Drifting alleles are liable to disappear all together from the gene pool. When the number of individuals who carry an allele drifts to zero, so that no individuals are left to reproduce it, it disappears forever. Similarly, if all but one of the alleles for a given gene disappears, the proportion of individuals who carry it will never stray from 100%. That is, until in at least one individual a spontaneous mutation or other genetic change affects that carrier's allele. It is also possible in principle for such a change to reintroduce an allele that has disappeared from the gene pool.

When drift comes into play

Population bottlenecks, Founder's effect etc.

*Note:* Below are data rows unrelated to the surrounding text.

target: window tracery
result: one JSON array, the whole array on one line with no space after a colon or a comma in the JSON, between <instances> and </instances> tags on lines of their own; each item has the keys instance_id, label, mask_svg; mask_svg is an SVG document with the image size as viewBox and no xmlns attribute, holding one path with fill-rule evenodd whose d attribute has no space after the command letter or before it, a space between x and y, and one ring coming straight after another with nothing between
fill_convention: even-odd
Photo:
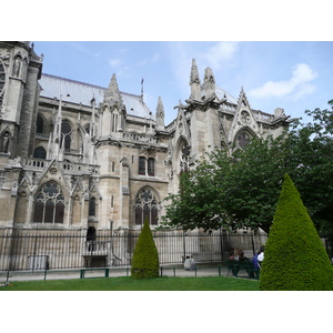
<instances>
[{"instance_id":1,"label":"window tracery","mask_svg":"<svg viewBox=\"0 0 333 333\"><path fill-rule=\"evenodd\" d=\"M33 222L63 223L64 195L56 182L46 183L37 193Z\"/></svg>"},{"instance_id":2,"label":"window tracery","mask_svg":"<svg viewBox=\"0 0 333 333\"><path fill-rule=\"evenodd\" d=\"M159 205L157 196L151 189L144 188L138 193L134 210L137 225L142 225L147 220L149 224L158 225Z\"/></svg>"}]
</instances>

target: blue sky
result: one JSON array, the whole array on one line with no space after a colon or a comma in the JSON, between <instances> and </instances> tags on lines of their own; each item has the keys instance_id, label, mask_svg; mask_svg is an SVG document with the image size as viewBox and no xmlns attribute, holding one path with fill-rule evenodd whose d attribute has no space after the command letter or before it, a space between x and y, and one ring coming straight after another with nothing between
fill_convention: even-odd
<instances>
[{"instance_id":1,"label":"blue sky","mask_svg":"<svg viewBox=\"0 0 333 333\"><path fill-rule=\"evenodd\" d=\"M43 53L43 72L108 87L115 73L121 91L140 94L155 112L162 98L165 124L173 108L190 95L194 58L203 80L210 67L216 84L234 98L243 87L253 109L292 118L304 110L327 108L333 99L332 41L34 41Z\"/></svg>"}]
</instances>

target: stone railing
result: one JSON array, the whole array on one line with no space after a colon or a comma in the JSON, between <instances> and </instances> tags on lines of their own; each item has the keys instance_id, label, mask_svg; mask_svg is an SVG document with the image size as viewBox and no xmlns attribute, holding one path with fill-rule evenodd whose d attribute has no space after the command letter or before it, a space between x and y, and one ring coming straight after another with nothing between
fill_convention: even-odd
<instances>
[{"instance_id":1,"label":"stone railing","mask_svg":"<svg viewBox=\"0 0 333 333\"><path fill-rule=\"evenodd\" d=\"M256 120L259 121L266 121L266 122L273 122L274 121L274 114L269 114L262 111L255 111L252 110L254 117L256 118Z\"/></svg>"},{"instance_id":2,"label":"stone railing","mask_svg":"<svg viewBox=\"0 0 333 333\"><path fill-rule=\"evenodd\" d=\"M50 160L41 159L22 159L21 164L26 170L41 171L47 169L50 165ZM73 163L73 162L58 162L60 169L64 173L92 173L97 174L99 172L99 165L83 164L83 163Z\"/></svg>"},{"instance_id":3,"label":"stone railing","mask_svg":"<svg viewBox=\"0 0 333 333\"><path fill-rule=\"evenodd\" d=\"M123 133L123 139L129 140L129 141L135 141L135 142L144 142L144 143L158 143L158 139L154 138L153 135L149 134L141 134L141 133L131 133L131 132L124 132Z\"/></svg>"}]
</instances>

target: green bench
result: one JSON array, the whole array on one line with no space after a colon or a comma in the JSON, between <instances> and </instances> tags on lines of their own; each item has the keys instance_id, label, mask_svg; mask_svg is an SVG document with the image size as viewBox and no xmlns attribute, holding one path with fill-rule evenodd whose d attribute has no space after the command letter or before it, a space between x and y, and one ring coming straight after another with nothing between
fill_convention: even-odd
<instances>
[{"instance_id":1,"label":"green bench","mask_svg":"<svg viewBox=\"0 0 333 333\"><path fill-rule=\"evenodd\" d=\"M253 262L250 260L245 260L245 261L229 260L226 261L226 268L228 268L228 276L230 272L232 272L233 276L239 278L239 272L245 271L248 273L246 278L259 280L260 270L255 269Z\"/></svg>"}]
</instances>

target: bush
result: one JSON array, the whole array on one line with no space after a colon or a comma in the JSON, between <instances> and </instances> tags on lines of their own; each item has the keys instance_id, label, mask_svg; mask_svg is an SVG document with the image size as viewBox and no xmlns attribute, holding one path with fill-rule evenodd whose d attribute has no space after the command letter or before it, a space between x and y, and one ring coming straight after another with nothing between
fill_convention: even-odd
<instances>
[{"instance_id":1,"label":"bush","mask_svg":"<svg viewBox=\"0 0 333 333\"><path fill-rule=\"evenodd\" d=\"M133 252L131 275L133 279L158 278L159 266L158 249L145 221Z\"/></svg>"},{"instance_id":2,"label":"bush","mask_svg":"<svg viewBox=\"0 0 333 333\"><path fill-rule=\"evenodd\" d=\"M333 290L329 255L287 174L265 245L260 290Z\"/></svg>"}]
</instances>

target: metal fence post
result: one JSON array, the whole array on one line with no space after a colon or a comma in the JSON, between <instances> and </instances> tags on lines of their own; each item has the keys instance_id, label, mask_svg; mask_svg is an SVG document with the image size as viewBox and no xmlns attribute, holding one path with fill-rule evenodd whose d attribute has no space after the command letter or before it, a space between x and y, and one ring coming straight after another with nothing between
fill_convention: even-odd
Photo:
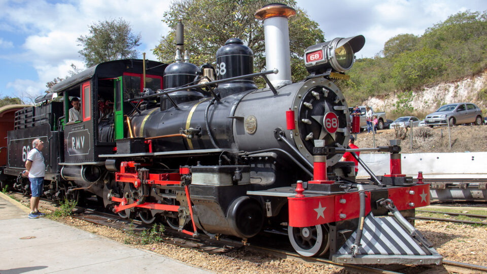
<instances>
[{"instance_id":1,"label":"metal fence post","mask_svg":"<svg viewBox=\"0 0 487 274\"><path fill-rule=\"evenodd\" d=\"M446 124L448 125L448 144L450 146L450 149L451 149L451 136L450 135L450 119L446 117Z\"/></svg>"}]
</instances>

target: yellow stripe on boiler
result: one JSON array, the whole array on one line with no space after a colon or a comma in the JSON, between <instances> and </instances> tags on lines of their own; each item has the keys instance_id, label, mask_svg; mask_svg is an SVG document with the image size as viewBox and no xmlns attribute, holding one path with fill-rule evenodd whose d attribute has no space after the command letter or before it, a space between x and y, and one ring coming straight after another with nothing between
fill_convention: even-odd
<instances>
[{"instance_id":1,"label":"yellow stripe on boiler","mask_svg":"<svg viewBox=\"0 0 487 274\"><path fill-rule=\"evenodd\" d=\"M198 105L201 104L203 102L206 101L209 98L205 99L204 100L202 100L193 106L191 108L191 110L189 111L189 113L188 114L188 119L186 120L186 130L189 129L191 123L191 118L193 117L193 114L194 113L194 111L196 110L196 107L198 107ZM186 138L186 142L188 142L188 147L189 148L189 149L193 149L193 142L191 142L191 140L189 138Z\"/></svg>"},{"instance_id":2,"label":"yellow stripe on boiler","mask_svg":"<svg viewBox=\"0 0 487 274\"><path fill-rule=\"evenodd\" d=\"M146 121L147 121L147 119L149 118L149 116L151 116L151 114L154 112L154 111L157 109L157 108L154 108L153 110L151 110L148 114L146 116L146 118L144 118L144 120L142 121L142 125L141 126L141 130L138 132L138 136L139 137L144 137L143 132L144 132L144 126L146 124Z\"/></svg>"}]
</instances>

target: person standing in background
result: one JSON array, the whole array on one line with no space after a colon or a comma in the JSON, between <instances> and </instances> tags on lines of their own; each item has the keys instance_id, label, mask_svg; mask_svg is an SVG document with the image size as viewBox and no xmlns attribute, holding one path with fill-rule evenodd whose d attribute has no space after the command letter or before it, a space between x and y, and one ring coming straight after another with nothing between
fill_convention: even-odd
<instances>
[{"instance_id":1,"label":"person standing in background","mask_svg":"<svg viewBox=\"0 0 487 274\"><path fill-rule=\"evenodd\" d=\"M349 148L353 149L359 148L354 143L355 143L355 138L353 135L350 135L350 140L349 140ZM360 152L355 152L357 157L360 155ZM341 162L354 162L355 163L355 174L359 172L359 161L355 159L355 157L352 155L351 152L345 152L343 153L343 156L340 159Z\"/></svg>"},{"instance_id":2,"label":"person standing in background","mask_svg":"<svg viewBox=\"0 0 487 274\"><path fill-rule=\"evenodd\" d=\"M25 168L24 175L28 175L30 181L30 192L32 197L30 198L30 213L29 218L37 219L45 215L39 212L38 207L39 206L39 199L42 194L44 185L44 176L46 175L46 164L44 163L44 157L41 151L44 147L44 143L41 139L37 139L32 142L33 149L29 151L25 161Z\"/></svg>"},{"instance_id":3,"label":"person standing in background","mask_svg":"<svg viewBox=\"0 0 487 274\"><path fill-rule=\"evenodd\" d=\"M372 110L368 106L365 108L365 121L367 122L367 133L370 133L372 129Z\"/></svg>"}]
</instances>

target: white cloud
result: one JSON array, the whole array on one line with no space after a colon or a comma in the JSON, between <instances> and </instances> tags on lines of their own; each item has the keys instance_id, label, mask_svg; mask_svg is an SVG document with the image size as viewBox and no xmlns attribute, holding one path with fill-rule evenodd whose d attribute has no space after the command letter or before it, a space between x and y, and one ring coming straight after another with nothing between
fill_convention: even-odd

Other sources of chance and variability

The principle of independent assortment may also be involved in drift. According to this principle, during gamete formation many traits combine randomly. Thus, an individual may inherit alleles that increase fitness along with alleles that are neutral (that neither increase nor decrease fitness). Natural selection favors the alleles that increase fitness, but the associated neutral alleles will also increase in frequency, as an accidental byproduct.

Examples

Chance acts on allele frequency in a variety of ways.  Perhaps the most obvious input is lifespan.  For example, imagine a collision between a car and a bus.  If the collision was caused by the fact that the driver of the car had poor vision, that driver's death might be an example of 
natural selection. But for the driver and passengers of the bus, death was random. If these people died before reproducing, their death would alter the frequency of their genes in the subsequent generation. In other words, even when individuals are equally fit, they will differ in their success. Simply by being in the wrong place at the wrong time, the death of some and the survival of others can change the distribution of alleles in a population, and thus be a force in its evolution. "Differential morbidity" is the most important cause of drift in populations of asexual (or "clonal") organisms, and it is an important cause of drift in populations of sexual organisms as well.